Homologous recombination occurs by the formation of Holliday junctions between homologous DNA molecules.
* Holliday junctions are four-armed cross-stranded structure in which the participating DNA molecules are physically linked by a region of heteroduplex DNA and exchanged strands.
* Holliday junctions can be moved along the recombining DNA by branch migration, extending the heteroduplex region linking the participating molecules.
How does branch migration change the position of holliday junctions. and how does cleavage affect the products?
Branch migration changes the position of Holliday junctions
* In bacteria branch migration is driven by the RuvAB complex.
* All 4 arms of the Holliday junction are bound by a tetramer of RuvA which opens the junction to the square planar configuration.
* RuvB is a hexametric helicases, one hexamer binds to each of two opposite arms of the junction
* RuvB moves the Holliday junction along the DNA, breaking and re-forming base pairs in one direction
* Depending on the junction movement, more (top) or less (bottom) heteroduplex DNA is present
Cleavage of a Holliday junction can result in either of two products.

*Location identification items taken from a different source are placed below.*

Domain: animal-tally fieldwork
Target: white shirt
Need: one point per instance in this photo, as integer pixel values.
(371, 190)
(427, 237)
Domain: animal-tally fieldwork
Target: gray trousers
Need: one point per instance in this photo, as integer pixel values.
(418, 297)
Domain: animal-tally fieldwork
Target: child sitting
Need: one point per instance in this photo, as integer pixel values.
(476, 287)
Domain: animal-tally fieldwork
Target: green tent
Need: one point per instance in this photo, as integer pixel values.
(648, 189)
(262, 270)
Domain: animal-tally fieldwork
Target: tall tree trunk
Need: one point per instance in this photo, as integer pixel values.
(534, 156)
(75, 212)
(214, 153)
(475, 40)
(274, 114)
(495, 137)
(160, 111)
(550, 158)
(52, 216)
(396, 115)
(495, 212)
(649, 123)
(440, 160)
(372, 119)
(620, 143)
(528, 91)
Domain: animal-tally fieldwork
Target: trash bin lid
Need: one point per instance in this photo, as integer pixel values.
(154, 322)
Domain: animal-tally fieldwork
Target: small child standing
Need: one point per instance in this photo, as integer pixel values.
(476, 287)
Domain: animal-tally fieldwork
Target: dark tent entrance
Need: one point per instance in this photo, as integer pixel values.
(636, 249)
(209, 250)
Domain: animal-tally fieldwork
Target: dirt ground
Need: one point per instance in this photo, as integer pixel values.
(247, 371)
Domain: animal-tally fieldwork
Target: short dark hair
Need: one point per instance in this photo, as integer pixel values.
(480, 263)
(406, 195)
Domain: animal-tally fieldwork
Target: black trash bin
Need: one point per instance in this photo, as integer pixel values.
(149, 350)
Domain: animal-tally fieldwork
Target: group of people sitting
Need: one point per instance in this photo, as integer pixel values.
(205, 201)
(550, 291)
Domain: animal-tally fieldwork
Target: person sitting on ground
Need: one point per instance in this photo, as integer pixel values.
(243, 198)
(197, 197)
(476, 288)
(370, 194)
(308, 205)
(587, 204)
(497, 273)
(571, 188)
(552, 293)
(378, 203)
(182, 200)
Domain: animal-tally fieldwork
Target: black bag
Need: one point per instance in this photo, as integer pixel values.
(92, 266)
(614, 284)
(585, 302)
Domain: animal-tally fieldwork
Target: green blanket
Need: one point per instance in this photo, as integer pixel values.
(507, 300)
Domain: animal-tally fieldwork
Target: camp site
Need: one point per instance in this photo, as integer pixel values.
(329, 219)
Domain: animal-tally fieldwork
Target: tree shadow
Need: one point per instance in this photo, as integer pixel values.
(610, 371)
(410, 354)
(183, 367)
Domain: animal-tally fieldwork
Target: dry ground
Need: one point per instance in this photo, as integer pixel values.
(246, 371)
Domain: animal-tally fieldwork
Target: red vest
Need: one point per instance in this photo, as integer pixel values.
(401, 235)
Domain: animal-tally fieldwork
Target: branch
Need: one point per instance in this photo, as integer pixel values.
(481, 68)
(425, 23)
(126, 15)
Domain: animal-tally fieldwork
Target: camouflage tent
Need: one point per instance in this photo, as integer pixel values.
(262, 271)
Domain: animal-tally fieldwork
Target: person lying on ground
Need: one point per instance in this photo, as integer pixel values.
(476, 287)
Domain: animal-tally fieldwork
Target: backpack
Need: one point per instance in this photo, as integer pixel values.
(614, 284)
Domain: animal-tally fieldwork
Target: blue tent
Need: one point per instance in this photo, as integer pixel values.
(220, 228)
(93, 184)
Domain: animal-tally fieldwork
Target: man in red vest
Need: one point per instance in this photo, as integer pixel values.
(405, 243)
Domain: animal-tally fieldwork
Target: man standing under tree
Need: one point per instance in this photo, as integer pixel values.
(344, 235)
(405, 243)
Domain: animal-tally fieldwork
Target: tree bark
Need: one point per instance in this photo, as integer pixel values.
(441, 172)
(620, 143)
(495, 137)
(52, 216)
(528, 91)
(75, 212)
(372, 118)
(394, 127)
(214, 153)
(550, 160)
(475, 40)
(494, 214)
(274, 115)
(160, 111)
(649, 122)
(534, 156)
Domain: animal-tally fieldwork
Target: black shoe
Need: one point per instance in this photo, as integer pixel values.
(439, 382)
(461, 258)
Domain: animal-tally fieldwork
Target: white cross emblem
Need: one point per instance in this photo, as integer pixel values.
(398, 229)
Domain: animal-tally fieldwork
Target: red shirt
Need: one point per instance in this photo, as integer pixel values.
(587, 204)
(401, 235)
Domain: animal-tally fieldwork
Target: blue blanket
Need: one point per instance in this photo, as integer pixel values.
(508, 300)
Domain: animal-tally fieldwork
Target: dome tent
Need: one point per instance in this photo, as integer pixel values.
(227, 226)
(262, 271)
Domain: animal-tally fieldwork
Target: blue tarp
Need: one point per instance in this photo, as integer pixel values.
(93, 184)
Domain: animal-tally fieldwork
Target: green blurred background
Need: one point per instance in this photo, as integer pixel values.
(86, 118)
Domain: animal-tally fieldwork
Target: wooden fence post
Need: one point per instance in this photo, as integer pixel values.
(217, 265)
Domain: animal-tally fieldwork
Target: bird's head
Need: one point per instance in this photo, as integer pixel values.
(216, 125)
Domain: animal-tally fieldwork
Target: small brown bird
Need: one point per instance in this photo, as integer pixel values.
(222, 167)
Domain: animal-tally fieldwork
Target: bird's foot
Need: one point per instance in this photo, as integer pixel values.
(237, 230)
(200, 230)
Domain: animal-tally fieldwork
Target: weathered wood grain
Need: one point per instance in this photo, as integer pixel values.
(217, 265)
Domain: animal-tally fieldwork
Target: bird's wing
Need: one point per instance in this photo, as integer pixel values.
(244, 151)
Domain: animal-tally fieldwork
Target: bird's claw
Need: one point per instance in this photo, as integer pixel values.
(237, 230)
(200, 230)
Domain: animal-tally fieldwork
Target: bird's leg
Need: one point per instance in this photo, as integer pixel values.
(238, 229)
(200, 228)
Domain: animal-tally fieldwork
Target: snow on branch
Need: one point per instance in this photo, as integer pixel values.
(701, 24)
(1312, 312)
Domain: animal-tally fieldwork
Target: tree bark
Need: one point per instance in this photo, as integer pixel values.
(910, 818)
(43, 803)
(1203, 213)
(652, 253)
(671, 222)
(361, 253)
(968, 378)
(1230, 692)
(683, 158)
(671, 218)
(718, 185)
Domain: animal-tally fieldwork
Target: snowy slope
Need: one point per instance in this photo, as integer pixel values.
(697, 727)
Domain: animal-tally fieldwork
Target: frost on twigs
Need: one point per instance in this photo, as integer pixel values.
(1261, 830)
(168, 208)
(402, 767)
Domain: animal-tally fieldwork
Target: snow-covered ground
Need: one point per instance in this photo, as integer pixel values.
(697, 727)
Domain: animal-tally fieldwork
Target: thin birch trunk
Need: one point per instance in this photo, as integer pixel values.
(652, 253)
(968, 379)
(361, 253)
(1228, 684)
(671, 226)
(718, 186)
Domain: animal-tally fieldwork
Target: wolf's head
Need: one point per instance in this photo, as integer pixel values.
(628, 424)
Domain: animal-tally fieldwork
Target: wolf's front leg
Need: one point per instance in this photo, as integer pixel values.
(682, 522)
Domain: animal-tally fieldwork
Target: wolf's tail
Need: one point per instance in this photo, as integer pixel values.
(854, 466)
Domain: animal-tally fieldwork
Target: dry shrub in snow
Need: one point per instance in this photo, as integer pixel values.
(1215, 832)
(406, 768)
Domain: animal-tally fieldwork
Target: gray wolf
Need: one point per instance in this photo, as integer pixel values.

* RuvAB binding to Holliday junctions results in unfolding junctions into a planar, unfolded cross-like structure
* Holliday junctions are resolved by introducing symmetrically placed nicks, in either plane across the junction
* RuvAB recruits RuvC Holliday junction resolvase to cleave junction, separating participating DNA molecules
* Direction of cleavage directs whether there is no exchange of DNA or exchange and production of a recombinant
What is the difference between homology directed repair and homologous recombination.
Homology-directed repair VS homologous recombination
* In homology-directed repair - the second end of the double strand break captures the newly synthesised DNA primed from the first end and the tow duplexes do not become linked.
* In homologous recombination the second end of the double strand break captures the displaced strand of the D-loop - the two duplexes are linked.
Resolution of a recombination intermediate containing two Holliday junctions can yield multiple products
* If the two junctions are resolve in the same direction, there is no recombination
* If the two junctions are resolved in different directions, recombinant molecules are generated.